Ernst & Young, the financial adviser to the independent directors, said the terms of the offer were "reasonable" and advised them to recommend the deal, Great Eastern said in a statement on Friday (Jun 14).

Great Eastern did not immediately respond to request seeking comment from Reuters late Friday after working hours on whether its independent directors would accept the advice and recommend minority shareholders to accept the offer.

OCBC, Singapore's second biggest lender, announced in May an offer to buy the 11.56 per cent stake in Great Eastern that it does not own at S$25.60 per share, or a 37 per cent premium over Great Eastern's last traded shares price before that announcement.

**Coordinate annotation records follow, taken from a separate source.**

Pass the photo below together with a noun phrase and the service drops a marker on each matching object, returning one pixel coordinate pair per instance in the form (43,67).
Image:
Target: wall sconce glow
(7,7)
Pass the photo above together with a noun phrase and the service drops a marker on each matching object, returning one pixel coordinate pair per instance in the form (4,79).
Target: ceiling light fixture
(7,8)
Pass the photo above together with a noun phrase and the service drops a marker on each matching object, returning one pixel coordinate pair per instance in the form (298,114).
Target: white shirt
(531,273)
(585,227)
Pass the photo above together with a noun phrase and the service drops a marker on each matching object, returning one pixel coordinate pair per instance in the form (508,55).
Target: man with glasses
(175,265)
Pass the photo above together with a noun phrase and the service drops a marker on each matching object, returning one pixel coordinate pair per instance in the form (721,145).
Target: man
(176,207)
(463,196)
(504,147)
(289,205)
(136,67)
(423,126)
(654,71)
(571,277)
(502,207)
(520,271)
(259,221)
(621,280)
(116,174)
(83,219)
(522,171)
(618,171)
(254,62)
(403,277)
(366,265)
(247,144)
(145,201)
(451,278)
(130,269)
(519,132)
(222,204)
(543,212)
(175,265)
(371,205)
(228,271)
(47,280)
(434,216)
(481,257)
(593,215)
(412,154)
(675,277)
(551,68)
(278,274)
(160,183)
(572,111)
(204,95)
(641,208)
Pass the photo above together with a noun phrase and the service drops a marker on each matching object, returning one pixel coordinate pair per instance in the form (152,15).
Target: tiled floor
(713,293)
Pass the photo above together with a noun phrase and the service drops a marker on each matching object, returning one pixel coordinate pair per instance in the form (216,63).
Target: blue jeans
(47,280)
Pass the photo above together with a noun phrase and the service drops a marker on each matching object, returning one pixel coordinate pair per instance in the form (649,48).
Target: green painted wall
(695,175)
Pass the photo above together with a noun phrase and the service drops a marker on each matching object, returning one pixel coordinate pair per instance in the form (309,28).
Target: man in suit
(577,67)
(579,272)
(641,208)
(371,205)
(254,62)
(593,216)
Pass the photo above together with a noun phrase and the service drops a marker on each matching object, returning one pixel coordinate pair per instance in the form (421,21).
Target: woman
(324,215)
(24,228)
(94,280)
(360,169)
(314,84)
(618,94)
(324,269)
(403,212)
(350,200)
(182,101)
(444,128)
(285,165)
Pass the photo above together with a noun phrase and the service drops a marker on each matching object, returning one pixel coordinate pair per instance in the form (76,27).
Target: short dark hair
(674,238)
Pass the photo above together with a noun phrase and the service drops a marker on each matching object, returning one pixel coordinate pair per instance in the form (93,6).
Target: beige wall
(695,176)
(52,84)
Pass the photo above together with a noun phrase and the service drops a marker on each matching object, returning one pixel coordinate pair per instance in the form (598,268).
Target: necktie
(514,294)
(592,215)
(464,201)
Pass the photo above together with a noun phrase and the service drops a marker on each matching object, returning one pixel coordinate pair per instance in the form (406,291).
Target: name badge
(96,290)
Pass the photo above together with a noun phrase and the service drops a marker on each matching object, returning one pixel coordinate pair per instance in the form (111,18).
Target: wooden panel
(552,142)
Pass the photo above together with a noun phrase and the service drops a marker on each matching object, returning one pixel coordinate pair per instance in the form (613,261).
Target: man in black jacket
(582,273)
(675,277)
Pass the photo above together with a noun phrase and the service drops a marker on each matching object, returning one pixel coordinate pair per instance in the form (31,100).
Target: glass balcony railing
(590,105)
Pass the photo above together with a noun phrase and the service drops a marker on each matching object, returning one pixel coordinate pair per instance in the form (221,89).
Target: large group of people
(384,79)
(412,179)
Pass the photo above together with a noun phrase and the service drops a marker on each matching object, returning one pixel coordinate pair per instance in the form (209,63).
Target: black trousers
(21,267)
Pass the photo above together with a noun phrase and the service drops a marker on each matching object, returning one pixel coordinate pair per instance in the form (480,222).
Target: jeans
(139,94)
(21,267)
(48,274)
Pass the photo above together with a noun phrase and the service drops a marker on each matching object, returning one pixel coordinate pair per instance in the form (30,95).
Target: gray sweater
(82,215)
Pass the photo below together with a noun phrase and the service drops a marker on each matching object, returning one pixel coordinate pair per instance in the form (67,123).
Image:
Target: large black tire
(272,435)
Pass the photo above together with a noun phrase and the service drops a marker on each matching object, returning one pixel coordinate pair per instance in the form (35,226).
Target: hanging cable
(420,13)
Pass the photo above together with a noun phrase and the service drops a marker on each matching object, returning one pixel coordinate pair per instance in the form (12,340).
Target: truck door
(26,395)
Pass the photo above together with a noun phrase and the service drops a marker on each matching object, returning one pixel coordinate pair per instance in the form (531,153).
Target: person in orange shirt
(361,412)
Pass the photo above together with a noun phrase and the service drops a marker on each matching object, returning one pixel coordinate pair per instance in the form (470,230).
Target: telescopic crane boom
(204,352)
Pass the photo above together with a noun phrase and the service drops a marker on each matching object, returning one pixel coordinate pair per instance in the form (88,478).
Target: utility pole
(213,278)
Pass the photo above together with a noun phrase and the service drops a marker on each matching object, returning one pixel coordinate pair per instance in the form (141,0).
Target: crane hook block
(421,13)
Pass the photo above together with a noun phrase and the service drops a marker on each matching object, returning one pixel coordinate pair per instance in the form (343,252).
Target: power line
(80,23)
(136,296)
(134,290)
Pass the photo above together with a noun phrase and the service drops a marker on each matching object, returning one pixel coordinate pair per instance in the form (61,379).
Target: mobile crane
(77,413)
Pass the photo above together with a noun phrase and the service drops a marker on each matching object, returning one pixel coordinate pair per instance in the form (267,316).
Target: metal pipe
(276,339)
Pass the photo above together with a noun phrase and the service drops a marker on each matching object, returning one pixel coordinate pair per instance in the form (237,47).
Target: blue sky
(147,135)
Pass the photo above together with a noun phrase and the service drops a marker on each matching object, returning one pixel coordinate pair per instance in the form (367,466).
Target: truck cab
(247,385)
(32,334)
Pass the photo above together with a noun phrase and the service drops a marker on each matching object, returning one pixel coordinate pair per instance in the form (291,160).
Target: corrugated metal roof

Ernst & Young noted that Great Eastern shares have been trading above the offer price and that shareholders might thus wish to sell their stock in the open market.

"This offer price is final," OCBC said on Friday. "The closing date of the offer is extended to Jul 12, 2024. OCBC does not intend to increase the offer price or further extend the closing date."

As of Thursday's close, OCBC said it had received acceptances for 1.74 million shares, or 0.37 per cent of Great Eastern shares, raising its stake in Great Eastern to 89.01 per cent.

Great Eastern shares ended Friday 0.27 per cent lower at S$26.10 prior to the announcements, giving it a market value of around S$12.35 billion.